Large U.S. Companies to Be Required to Provide Paid Time Off For COVID-19 Vaccinations, Recovery

The Biden administration is now requiring companies to offer paid time off for employees that receive COVID-19 vaccinations.

The Associated Press reports that the mandate will be applicable to all large companies. This new rule was proposed by the Occupational Safety and Health Administration (OSHA) and reviewed by the White House budget office.

OSHA's new rule is not only a move to increase vaccination rates across the country. It will also be a key part of a new federal rule that could determine how big a company has to be in order to require vaccination or regular testing. For this ruling, any company with over 100 employees is considered a large company.

"Covered employers must develop, implement, and enforce a mandatory COVID-19 vaccination policy," a Labor Department spokesperson said in a statement, "unless they adopt a policy requiring employees to choose either to get vaccinated or to undergo regular COVID-19 testing and wear a face covering at work."

OSHA's proposed policy will require large U.S.-based companies to provide their employees with paid time off to receive a COVID-19 vaccine and recover from vaccine side effects. Further updates will be released by the Biden administration in the coming days.

For more reporting from the Associated Press, see below.

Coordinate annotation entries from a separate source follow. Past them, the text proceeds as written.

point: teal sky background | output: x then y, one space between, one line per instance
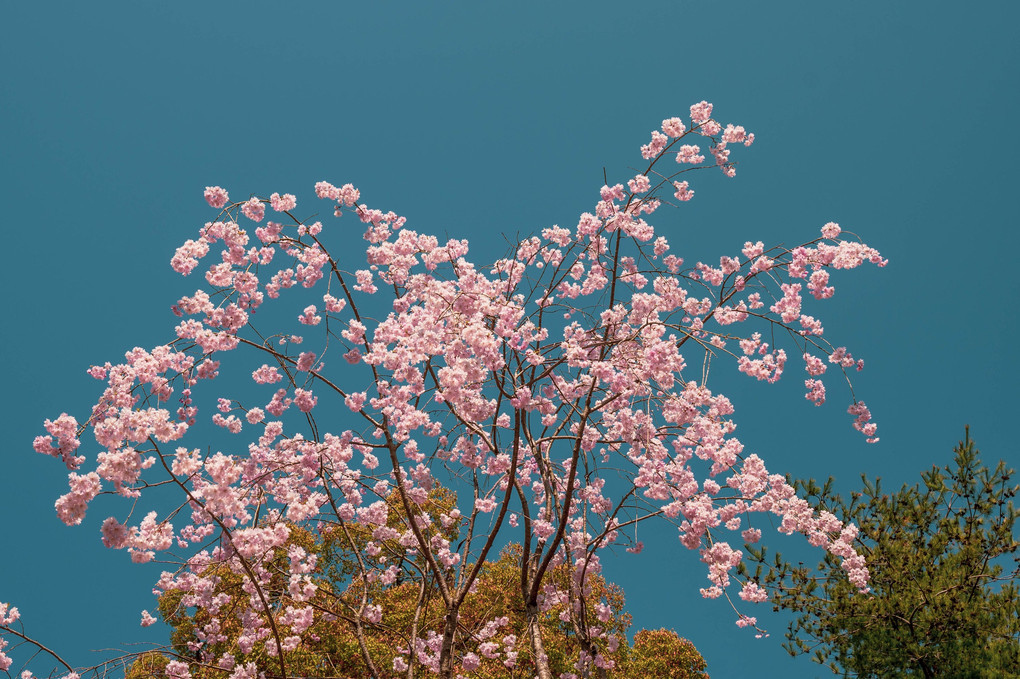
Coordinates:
897 120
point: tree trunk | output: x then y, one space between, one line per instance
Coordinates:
449 637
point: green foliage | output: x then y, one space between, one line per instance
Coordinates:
944 598
330 646
661 654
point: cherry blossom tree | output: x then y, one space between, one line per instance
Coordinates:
562 393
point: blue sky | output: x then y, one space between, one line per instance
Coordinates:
895 119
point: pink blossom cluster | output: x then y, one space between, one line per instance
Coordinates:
525 376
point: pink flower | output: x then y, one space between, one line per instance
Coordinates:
216 197
830 230
282 203
683 192
673 127
701 112
254 209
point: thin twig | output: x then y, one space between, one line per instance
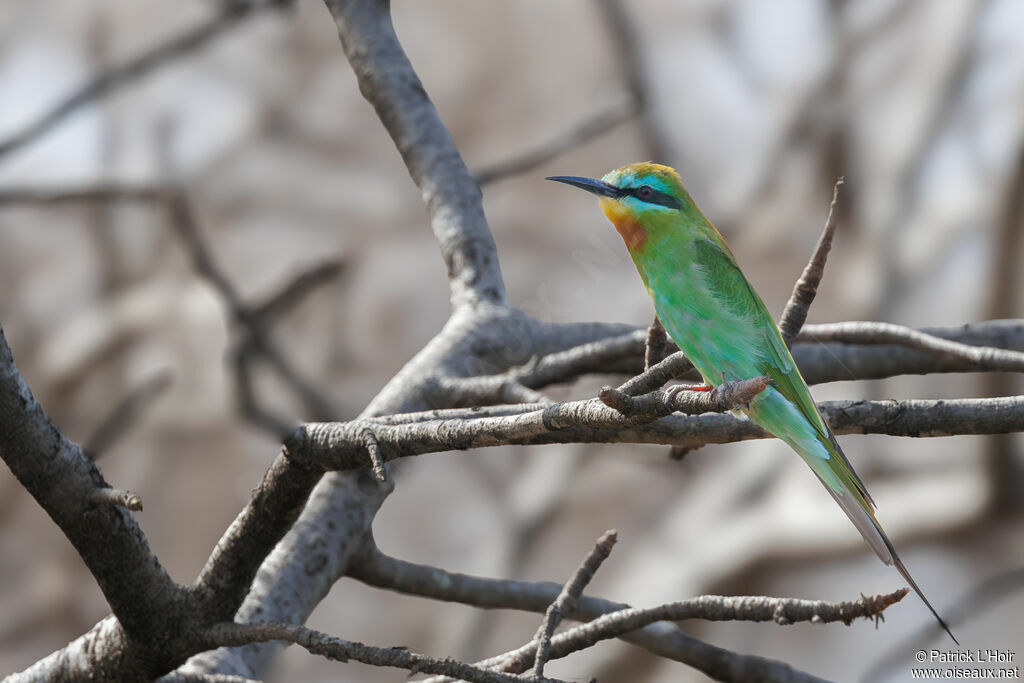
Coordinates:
985 357
293 292
807 286
709 607
566 600
126 414
101 193
256 339
982 597
663 638
229 634
118 497
132 71
628 44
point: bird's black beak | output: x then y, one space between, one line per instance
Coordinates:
593 186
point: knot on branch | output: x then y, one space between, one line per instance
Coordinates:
117 497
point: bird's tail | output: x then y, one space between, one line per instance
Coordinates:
860 509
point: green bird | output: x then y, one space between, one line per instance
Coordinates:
715 316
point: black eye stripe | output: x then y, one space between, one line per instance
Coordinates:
655 197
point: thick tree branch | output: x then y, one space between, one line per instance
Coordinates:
709 607
343 650
338 445
68 485
389 83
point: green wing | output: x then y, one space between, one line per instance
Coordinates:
735 295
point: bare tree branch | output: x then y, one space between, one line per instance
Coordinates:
807 286
343 650
65 482
983 357
665 639
338 445
981 597
567 598
709 607
388 82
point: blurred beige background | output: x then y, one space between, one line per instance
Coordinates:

Paid Time Off for Vaccination
A syringe is prepared with the Pfizer COVID-19 vaccine at a clinic at the Reading Area Community College in Reading, PA. U.S. companies with over 100 staffers could now be required to provide paid time off for employees to receive and recover from the vaccine. AP Photo/Matt Rourke, File

The White House budget office has completed its review of the rule being written by the Occupational Safety and Health Administration, which is expected to be released this week.

The rule – issued under emergency standards to respond to the pandemic -- will cover firms with 100 or more employees, regardless of how many are located in any particular spot.

The official said that the Office of Management and Budget completed its review of the OSHA rule on Monday, and the rule will be published in the Federal Register "in the coming days."

The spokesperson declined to give further details, saying that the administration "will provide further updates when we have more information. "

Separately, the administration will give federal contractors broad authority on how to treat employees who refuse to be vaccinated, according to guidelines that the White House issued Monday.

Under an executive order that President Joe Biden issued in September, contractors have until Dec. 8 to ensure that employees are fully vaccinated. The order has met resistance from some workers at large employers with federal contracts, including American Airlines and Southwest Airlines. The CEO of Southwest said his airline would not fire anybody for refusing to get the shots.